The Brain We Built: Persistent Memory, a Voice, and Control Over Confidential Wallets

Bilal El AlamyApr 15, 202611 min read

AI memoryvoice agentsagentic paymentsmulti-agentAI agents

By Bilal El Alamy · April 15, 2026

Most voice agents have the memory of a goldfish and the agency of a read-only chatbot. They sound intelligent in the moment but compound nothing. Every call starts from zero. Every interaction is an island.

We built something different: a living brain — 4,000+ pages of compiled truth, append-only evidence timelines, and a self-evolving knowledge graph that our AI agent, Alfrawd, consults before every answer and writes back to after every interaction. Then we gave it a voice. Then we connected it to private wallets.

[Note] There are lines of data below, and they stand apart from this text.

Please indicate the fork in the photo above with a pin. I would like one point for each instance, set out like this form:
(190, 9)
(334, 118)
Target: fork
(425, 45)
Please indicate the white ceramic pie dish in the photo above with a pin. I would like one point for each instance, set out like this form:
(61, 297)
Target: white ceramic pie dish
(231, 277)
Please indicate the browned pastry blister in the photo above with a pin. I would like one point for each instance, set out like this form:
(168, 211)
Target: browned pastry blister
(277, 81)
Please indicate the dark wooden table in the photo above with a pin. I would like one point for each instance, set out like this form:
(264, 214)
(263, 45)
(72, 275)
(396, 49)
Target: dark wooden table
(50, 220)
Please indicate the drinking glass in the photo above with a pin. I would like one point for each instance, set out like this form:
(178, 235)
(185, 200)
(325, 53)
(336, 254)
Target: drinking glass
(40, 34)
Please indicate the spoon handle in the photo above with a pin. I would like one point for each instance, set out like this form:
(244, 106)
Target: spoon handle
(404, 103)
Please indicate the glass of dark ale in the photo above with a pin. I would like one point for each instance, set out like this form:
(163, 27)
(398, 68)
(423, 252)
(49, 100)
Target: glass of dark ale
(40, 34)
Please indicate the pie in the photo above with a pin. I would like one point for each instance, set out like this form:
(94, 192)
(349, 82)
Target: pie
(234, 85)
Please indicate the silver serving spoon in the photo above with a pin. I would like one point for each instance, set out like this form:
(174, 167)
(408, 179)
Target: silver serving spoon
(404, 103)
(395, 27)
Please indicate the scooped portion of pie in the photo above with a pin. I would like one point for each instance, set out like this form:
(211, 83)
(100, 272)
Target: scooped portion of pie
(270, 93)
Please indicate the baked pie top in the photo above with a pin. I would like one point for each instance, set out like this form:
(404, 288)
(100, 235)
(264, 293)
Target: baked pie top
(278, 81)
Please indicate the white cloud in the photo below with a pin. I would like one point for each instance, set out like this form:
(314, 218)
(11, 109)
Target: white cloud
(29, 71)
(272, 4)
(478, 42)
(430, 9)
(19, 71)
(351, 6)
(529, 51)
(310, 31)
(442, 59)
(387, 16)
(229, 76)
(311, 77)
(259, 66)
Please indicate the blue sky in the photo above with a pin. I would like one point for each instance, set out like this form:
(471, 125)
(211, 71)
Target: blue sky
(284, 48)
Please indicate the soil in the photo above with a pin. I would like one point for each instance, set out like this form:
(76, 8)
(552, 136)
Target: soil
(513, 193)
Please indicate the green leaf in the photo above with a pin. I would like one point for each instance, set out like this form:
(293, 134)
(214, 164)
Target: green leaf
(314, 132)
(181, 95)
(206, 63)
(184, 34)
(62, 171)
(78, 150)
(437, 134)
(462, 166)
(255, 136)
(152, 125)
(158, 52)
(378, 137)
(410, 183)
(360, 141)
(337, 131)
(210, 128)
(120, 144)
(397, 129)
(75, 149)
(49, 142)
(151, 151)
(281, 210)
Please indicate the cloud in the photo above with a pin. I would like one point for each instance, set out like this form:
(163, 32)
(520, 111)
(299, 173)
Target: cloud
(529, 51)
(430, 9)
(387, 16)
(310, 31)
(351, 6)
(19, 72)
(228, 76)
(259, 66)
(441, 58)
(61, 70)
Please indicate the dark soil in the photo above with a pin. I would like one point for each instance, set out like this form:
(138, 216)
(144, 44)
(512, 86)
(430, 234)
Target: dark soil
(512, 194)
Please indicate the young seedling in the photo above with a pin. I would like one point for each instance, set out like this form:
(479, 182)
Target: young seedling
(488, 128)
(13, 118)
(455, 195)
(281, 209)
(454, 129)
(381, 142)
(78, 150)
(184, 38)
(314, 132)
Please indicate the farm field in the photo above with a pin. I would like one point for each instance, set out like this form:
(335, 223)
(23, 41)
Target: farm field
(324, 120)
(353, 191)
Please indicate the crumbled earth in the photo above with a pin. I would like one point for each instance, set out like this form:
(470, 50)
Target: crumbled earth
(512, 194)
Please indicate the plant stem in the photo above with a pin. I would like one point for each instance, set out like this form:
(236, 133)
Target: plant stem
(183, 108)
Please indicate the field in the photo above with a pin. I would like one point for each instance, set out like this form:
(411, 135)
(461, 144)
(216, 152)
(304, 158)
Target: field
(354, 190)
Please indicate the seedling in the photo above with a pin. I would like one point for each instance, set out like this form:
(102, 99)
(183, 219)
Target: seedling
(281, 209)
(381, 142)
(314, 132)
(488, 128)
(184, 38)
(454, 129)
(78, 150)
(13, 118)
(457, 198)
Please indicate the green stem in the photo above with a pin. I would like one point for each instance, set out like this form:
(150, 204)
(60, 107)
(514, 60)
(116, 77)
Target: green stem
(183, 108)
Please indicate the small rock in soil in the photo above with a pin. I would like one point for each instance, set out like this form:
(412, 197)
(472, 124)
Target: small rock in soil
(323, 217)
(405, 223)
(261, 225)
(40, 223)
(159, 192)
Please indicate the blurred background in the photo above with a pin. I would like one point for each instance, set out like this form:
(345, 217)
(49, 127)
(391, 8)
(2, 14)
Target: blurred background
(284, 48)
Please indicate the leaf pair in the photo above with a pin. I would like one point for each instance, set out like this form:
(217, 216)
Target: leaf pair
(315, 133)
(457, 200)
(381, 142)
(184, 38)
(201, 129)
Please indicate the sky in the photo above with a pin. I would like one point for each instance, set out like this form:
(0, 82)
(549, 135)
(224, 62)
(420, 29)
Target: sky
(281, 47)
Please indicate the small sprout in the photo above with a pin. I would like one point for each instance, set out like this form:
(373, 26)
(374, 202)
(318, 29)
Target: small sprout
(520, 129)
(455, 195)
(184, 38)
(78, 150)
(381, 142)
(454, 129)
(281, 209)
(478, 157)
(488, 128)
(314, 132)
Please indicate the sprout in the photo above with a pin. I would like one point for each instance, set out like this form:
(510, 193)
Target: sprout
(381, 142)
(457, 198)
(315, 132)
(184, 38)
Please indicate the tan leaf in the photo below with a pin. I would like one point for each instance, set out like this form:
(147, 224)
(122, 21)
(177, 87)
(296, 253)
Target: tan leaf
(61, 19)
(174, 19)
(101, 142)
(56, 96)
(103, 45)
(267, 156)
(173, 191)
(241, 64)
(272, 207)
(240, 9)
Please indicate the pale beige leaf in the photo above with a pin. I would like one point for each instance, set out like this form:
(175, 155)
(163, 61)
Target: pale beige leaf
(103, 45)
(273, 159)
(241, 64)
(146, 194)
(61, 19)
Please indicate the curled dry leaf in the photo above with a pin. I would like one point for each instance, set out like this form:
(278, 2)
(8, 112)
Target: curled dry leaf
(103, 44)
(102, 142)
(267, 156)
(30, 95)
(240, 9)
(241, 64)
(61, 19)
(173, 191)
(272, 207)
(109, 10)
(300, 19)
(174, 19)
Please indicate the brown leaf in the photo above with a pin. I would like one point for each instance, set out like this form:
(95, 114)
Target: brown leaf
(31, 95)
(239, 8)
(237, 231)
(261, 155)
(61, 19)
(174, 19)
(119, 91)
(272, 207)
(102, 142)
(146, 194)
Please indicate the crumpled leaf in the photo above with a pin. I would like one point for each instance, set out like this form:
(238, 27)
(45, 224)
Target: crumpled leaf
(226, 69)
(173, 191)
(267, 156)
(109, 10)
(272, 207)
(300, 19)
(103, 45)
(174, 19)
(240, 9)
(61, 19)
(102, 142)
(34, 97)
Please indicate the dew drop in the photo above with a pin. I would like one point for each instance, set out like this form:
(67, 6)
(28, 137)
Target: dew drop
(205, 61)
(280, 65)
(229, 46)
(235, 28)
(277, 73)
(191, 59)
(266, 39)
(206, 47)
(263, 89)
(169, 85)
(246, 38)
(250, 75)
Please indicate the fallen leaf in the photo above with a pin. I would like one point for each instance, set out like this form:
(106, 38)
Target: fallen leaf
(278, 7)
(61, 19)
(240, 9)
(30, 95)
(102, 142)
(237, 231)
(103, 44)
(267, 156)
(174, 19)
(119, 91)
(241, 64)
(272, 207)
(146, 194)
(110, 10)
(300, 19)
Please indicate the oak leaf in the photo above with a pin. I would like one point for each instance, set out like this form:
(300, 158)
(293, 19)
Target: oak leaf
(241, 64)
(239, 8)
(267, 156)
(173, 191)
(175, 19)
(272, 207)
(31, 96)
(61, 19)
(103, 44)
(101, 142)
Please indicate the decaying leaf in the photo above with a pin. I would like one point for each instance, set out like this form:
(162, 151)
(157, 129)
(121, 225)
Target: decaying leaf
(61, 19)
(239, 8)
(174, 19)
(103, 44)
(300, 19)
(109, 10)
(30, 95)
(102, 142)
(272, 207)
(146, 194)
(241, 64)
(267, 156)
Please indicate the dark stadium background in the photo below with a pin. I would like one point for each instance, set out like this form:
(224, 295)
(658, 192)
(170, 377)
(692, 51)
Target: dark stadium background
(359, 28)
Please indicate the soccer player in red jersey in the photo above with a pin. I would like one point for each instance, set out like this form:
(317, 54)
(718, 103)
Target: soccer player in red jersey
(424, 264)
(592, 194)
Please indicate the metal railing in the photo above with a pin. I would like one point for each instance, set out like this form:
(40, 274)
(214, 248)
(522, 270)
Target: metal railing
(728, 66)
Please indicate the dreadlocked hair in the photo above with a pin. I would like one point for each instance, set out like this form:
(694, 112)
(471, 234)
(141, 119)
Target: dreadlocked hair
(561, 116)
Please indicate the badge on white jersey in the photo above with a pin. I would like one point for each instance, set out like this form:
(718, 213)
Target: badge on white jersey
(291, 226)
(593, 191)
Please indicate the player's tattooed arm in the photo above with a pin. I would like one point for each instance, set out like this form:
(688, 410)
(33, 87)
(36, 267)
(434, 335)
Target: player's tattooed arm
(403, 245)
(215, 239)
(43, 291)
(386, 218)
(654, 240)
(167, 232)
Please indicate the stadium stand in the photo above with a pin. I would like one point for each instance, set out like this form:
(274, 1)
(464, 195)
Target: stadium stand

This is the story of how that system works, why it matters, and what it enables when memory, identity, and real agency converge.

TL;DR

4,033 pages, 9,069 chunks (99% embedded), 249 timeline entries — all git-versioned and browsable in Obsidian
Every page carries a Compiled Truth (editable synthesis) and a Timeline (immutable evidence with source attribution)
Brain-first doctrine: every query checks local memory before hitting external APIs
Voice layer is a dedicated Node server bridging Twilio → WebSocket → ElevenLabs, with full persona injection from SOUL.md, AGENTS.md, REGRESSIONS.md, RESOLVER.md
Voice agent controls confidential on-chain wallets via the FHEx402 stack (Zama FHE + DFNS MPC) — under strict confirmation gates

Core Principles

Before the architecture, the doctrine:

Compiled Truth + Timeline. Every page has two layers: a synthesized, editable understanding of reality (Compiled Truth), and an immutable, append-only evidence log with full source attribution (Timeline). Truth evolves; evidence never disappears.
Brain-first. Every query checks the brain before hitting external APIs. What you already know should never cost an API call.
Provenance is non-negotiable. Every fact carries [Source: Who, Channel, Date]. Six months from now, you need to know where it came from.
Self-evolution. A nightly Dream Cycle synthesizes, enriches, links, and fills gaps — the brain improves while you sleep.
Human corrections are highest priority. When the human says the brain is wrong, the brain updates. No debate.

How the Brain Actually Works

At the infrastructure layer sits GBrain (v0.9.0, backed by PGLite). It provides hybrid search (keyword + vector with Reciprocal Rank Fusion), a live link graph, timeline tracking, git synchronization, and 30 MCP tools for programmatic access. All collectors — email, calendar, X, meeting transcripts, conversation history — write exclusively into the brain/ directory.

On top of that, the Wiki v2 / RESOLVER model governs what gets written and how:

A notability filter prevents noise from becoming pages. Passing mentions don't get promoted; only entities with active decisions, relationships, or follow-ups earn a full page.
Async entity detection runs after every notable inbound message via lightweight sub-agents — the main conversation isn't blocked, but the brain still learns.
The RESOLVER decision tree determines: Does a page already exist? Should we update Compiled Truth or just append to Timeline? Is this a correction (highest priority) or new evidence?
Scoped write ownership prevents multi-agent conflicts — each agent knows what it can write and what requires escalation.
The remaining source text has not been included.